In a few years time, where I am standing now will be over-shadowed by the bed of the proposed HS2 'Edgcote Viaduct'. This is an ancient site, where the old Portway track from the Thames Valley to the East Midlands crosses a narrow point in the Cherwell Valley.
I've walked from Chipping Warden, around the edge of Edgcote, here to Trafford Bridge. I'll follow the ancient Portway south from here cross-country. Whichever way you go, this is an excellent sport to take a break, perched on the rough railings next to the river bank.
It is so quiet here.
Even though it's just after noon on a weekday, there's little traffic other than a few passing delivery vans.
Quiet, that is, except the birds – from the calling of buzzards and crows, to the hammering of a woodpecker on a nearby tree.
Today the River Cherwell is swollen by the meltwater from the recent snow, it's colour a turgid brown from the sediment washed from the fields. In Summer the ground all around is a thicket of vegetation, with a myriad of insects buzzing around.
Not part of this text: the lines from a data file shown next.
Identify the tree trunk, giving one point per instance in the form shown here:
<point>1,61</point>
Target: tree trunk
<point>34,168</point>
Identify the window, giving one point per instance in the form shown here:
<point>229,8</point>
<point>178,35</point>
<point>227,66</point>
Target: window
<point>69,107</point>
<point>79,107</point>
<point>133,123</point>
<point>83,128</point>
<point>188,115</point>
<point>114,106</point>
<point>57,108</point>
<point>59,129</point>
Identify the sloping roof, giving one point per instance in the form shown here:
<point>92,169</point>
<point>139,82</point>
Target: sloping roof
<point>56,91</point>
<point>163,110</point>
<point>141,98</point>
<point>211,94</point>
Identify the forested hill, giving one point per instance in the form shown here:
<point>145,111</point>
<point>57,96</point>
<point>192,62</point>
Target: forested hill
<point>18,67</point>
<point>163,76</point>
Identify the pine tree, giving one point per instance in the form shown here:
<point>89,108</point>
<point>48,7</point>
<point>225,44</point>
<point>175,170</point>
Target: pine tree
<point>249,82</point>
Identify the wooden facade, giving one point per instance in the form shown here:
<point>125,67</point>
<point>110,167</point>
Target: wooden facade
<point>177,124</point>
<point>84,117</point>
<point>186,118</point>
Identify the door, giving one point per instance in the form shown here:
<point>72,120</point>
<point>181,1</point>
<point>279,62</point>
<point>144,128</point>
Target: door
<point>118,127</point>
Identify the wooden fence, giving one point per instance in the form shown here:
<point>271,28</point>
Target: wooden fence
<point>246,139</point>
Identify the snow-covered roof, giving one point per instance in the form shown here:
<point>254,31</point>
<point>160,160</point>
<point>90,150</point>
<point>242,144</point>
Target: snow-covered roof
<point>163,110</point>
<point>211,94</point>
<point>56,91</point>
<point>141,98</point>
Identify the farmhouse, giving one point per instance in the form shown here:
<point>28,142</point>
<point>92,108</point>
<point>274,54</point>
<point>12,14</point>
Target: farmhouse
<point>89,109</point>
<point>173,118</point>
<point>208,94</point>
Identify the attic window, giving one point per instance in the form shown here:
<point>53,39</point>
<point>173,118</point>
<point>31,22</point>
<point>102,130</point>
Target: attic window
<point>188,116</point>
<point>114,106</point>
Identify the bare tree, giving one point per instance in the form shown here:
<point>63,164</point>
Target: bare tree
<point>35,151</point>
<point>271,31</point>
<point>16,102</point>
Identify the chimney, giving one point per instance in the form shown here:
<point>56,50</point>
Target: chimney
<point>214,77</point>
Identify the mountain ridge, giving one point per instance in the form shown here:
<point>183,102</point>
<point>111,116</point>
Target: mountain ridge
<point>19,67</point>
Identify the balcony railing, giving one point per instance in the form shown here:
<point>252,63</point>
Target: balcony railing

And in the clearer, shallower water of Summer, you can see fish and aquatic insects.
Trafford Bridge itself is an 18th Century structure, which replaced the earlier Medieval structure. The crossing point, a pinch between two fingers of raised ground, that has likely been used since the settlement of the area in the Bonze Age.
Now there is to be a new crossing; in the sky above.